Christopher “Crash” Dunmoor, said grandson, is about as different from Vanessa as anyone could be. He’s a daredevil who runs a parachute jumping school, and has tried every kind of wild adventure he can find, from scuba diving to mountain climbing. He’s tall and blond and built like a Viking with piercing green eyes. And he wants nothing to do with his grandmother or his grandfather’s paintings, until Vanessa tells him she’s dying. But when he agrees to go see her, neither he nor Vanessa realize that Eugenie has several tricks up her sleeve that they don’t know about.

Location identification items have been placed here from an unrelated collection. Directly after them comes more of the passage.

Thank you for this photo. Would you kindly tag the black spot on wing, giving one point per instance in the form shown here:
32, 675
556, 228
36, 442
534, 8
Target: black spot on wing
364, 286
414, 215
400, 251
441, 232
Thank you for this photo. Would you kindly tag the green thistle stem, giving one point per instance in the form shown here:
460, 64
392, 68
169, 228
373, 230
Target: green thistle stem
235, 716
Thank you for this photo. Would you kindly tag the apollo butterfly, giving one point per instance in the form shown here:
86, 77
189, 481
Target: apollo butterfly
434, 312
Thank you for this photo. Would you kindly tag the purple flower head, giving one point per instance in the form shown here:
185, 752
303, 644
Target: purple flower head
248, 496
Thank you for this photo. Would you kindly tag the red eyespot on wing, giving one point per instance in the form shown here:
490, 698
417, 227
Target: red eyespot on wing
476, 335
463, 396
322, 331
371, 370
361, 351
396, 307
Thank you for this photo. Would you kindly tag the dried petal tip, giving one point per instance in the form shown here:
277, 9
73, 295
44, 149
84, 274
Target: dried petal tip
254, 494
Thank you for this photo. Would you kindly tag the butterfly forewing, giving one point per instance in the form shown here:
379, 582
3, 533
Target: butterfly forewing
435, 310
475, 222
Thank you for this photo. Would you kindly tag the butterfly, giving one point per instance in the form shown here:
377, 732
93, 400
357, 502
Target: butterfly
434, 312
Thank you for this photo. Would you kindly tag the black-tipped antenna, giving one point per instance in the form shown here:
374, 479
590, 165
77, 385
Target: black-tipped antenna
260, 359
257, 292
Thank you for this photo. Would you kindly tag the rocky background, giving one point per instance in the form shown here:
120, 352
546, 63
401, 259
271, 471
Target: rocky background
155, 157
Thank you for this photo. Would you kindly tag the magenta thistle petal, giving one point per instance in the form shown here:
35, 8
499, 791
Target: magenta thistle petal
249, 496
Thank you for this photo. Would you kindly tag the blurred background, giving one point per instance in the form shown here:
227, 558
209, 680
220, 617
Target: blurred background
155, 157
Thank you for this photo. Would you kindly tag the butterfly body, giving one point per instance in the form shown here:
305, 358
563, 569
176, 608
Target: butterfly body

Eugenie skillfully manipulates Crash into taking Vanessa’s class on his grandfather’s work, saying that if he passes with an A, she will give him the whole collection of paintings, but that if he doesn’t, the college will get them. This has Vanessa’s boss, the smarmy head of the Fine Arts Department, salivating and scheming.

Naturally, Vanessa and Crash fall into hot and heavy lust the moment they see each other, and so incendiary sex is a given. But Crash is a student, and Vanessa is his teacher, an assistant professor struggling for tenure. If their affair becomes public knowledge (as of course it does), her career would be not art history, but just history. In addition, they are both carrying fairly heavy loads of family baggage that complicate the relationship, and provide the only hint of complexity in the book.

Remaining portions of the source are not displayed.